Портьера колыхнулась. От ветра? Или не показалось и действительно стукнула оконная ручка? Ник напряженно вслушался. Что ж эти, в холле, не заткнутся! Металлический щелчок. На звук от шпингалета не похоже. А похоже… взвели курок?
– Мик? – удивленно позвал дед.
– Вы слышите?
– Что?
Скрипнул гравий под ногами. Или нет, под лапами – слишком вкрадчиво, и вот сейчас звякнет железное кольцо… Ник прикусил изнутри щеку. Какое кольцо? Это было там, в доме посреди мокрого леса! И какой курок? Тут не блокпост!
– Ерунда, показалось. – Он поторопился перевести разговор: – А что ваши гости? Вы их пригласили к ужину?
– Какие гости, Мик?
Вот сейчас он отчетливо разобрал, как в холле произнесли: «Это – не убийство! Дёмин…»
Дед смотрел на него с тревогой.
– Ты нормально себя чувствуешь?
– Да.
Громко стукнуло окно. Портьера вздулась парусом – и прыгнула в комнату мосластая тень. Пахнуло мокрой шерстью. Ник вскочил, опрокинув кресло.

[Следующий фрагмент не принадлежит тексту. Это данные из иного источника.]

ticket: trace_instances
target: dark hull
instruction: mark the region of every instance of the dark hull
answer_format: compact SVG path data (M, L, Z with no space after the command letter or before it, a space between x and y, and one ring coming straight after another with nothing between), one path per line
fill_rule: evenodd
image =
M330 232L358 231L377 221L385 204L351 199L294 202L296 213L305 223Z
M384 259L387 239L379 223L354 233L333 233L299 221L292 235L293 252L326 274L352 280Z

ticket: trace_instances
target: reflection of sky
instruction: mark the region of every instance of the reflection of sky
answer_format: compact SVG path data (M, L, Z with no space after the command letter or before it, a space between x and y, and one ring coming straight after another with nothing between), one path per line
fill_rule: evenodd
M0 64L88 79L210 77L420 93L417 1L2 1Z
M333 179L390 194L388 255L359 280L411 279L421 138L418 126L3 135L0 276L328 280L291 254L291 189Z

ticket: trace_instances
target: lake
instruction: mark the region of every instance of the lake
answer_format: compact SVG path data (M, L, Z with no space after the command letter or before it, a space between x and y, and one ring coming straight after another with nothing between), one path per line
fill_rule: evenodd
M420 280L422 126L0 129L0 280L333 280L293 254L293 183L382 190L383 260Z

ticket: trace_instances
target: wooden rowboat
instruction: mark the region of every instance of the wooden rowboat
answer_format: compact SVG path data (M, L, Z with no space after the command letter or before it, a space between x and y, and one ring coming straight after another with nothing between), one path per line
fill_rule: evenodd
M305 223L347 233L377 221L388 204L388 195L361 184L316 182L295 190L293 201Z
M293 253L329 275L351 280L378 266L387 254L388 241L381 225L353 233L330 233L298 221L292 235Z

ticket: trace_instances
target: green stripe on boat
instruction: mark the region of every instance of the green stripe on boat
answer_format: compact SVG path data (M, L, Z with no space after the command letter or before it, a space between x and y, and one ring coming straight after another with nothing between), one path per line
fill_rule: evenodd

Неподвижно висла штора. Окно было закрыто.
– Микаэль! Ты что?
Или ткань все-таки шевелилась?
– Там кто-то есть.
– Где? – Дед шагнул к окну.
– Стойте! – рванулся Ник, но Георг уже отодвинул портьеру.
С той стороны, из темноты, к стеклу придвинулось белое лицо, испачканное красным. Кровь медленно вытекала из дыры над бровью.